Mais la fin du XVe siècle avait vu s’accroître la puissance de l’artillerie que l’on utilisait alors couramment dans les sièges et qui faisait entrer dans une phase nouvelle la lutte entre l’attaque et la défense, celle-ci modifiant constamment ses procédés pour faire face à de nouveaux moyens d’attaque.
Cet emploi du canon fit naître la fortification bastionnée dont les monuments devaient bientôt couvrir tout l’Europe. Dans ce mode de fortification, les murs d’enceinte, pour échapper aux coups de l’artillerie, étaient placés dans des fossés profonds et surmontés d’un rempart terrassé. Celui-ci empêchait malheureusement de surveiller le pied des murailles. Pour remédier à cet inconvénient, des organes nouveaux appelés bastions, répartis aux angles du tracé, permettaient aux défenseurs de s’opposer aux entreprises des assaillants par de tirs de flanquement à ciel ouvert. Enfin, pour être efficace, le tracé des ouvrages devait répondre à des règles précises, afin d’éviter les angles morts. Ces dernières conditions ne seront réalisées que plus tard grâce à Vauban.
C’est un système bastionné assez primitif qui allait être adopté par les Espagnols pour la défense du Quesnoy. Le 14 juin 1527, à l’assemblée générale des Etats de Hainaut, les sieurs Lannoy et Desmarez, premier maître des requêtes au Conseil privé de l’Empereur Charles-Quint, furent délégués par l’archiduchesse Marguerite, régente, pour obtenir 45000 florins destinés à l’entretien des fortifications du Quesnoy. Les travaux durèrent plusieurs année, les Espagnols commirent la faute de conserver la plus grande partie des anciens murs d’enceinte avec plusieurs tours anciennes. Ils commencèrent par édifier cinq gros bastions à orillons qu’ils placèrent à des endroits tels que les tirs de flanquement pour lesquels ils étaient destinés ne pouvaient être bien efficaces. Au cours de toute son existence militaire, la place du Quesnoy devait souffrir de cette transformation faite par un esprit évident d’économie.
Quatre bastions de l’enceinte de Charles-Quint existent encore, le cinquième a été isolé des remparts par Vauban, il en reste néanmoins d’importants vestiges.
C’est le 4 septembre 1654 que la ville fut occupée par les troupes françaises sans qu’il eût été nécessaire de procéder à un siège. Avant de rendre la ville, les Espagnols s’étaient efforcés de mettre les fortifications hors d’usage.
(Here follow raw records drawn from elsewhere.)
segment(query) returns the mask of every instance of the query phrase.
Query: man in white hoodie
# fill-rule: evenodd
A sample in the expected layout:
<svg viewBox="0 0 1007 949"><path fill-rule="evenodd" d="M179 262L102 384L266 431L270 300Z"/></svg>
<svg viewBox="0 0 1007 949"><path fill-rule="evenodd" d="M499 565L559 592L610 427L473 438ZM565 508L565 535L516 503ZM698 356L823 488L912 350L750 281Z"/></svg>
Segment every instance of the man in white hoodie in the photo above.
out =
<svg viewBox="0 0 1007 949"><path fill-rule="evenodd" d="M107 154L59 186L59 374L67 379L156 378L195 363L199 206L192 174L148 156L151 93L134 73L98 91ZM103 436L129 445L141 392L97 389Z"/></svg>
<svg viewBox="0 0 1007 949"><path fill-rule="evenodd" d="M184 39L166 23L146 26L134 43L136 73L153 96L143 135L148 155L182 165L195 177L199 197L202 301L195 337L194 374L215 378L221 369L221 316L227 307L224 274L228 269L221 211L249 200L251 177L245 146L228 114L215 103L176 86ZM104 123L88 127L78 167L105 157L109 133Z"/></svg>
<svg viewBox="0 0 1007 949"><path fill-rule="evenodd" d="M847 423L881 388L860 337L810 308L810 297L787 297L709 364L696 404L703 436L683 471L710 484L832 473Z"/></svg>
Un premier travail constista à réparer ce qui avait été détérioré sans apporter de grandes modifications.Les ouvrages extérieurs furent l’objet de soins particuliers. Ces travaux étaient d’autant plus nécessaires que la place nouvellement conquise, se trouvait placée en avant-garde. Près d’elle, Condé, Valenciennes, Cambrai et Bouchain continuaient à être au pouvoir de l’ennemi. Turenne se servit de la ville comme base pendant les opérations qu’il entreprit dans la région, notamment contre Valenciennes et Condé. En 1659, le 7 novembre, le traité des Pyrénées attribua Le Quesnoy à la France. La ville devait rester à jamais française. La conquête des villes voisines par Louis XIV en 1676 décida le Roi à moderniser les fortifications de la ville. Vauban fut chargé des travaux dont il confia l’exécution à Aramand François.
La place aurait demandé une refonte complète; elle présentait de graves défauts. Les murailles avaient été pour la plupart construites par les Comtes de Hainaut et renforcées par les Espagnols au moyen de terrassements. Les bastions étaient insuffisants, et les ouvrages détachés peu nombreux et mal conçus. Le chemin couvert avait été placé trop loin. Il n’existait pas de galeries de contremines. Devant l’importance du travail à entreprendre, Vauban se contenta d’executer les travaux jugés les plus urgents.
Entre 1668 et 1673, Vauban va améliorer les défenses construites par les Espagnols afin de faire du Quesnoy une place imprenable, car située en première ligne du fameux «Pré Carré», une double ligne de places fortes barrant la plaine des Flandres pour protéger efficacement le royaume de France.
Vauban va utiliser les éléments antérieurs et les englober dans un nouveau plan d’ensemble. Ainsi les bastions espagnols sont transformés ou agrandis. De nouveaux sont construits. Ces travaux entraînent la destruction de la partie sud du château. Le chemin couvert est réorganisé.La place forte prend ainsi la forme d’un vaste octogone d’environ 3,5 km de long flanqué de 8 bastions protégés par des ouvrages extérieurs ( tenailles, demi-lunes,…) et des fossés inondables. Un vaste système d’inondation est également mis en place. Il permet, à partir d’un réseau de canaux et d’écluses, des lâchers d’eau qui rendent le terrain impraticable et interdisent toute avancée des assiégeants et de leur artillerie.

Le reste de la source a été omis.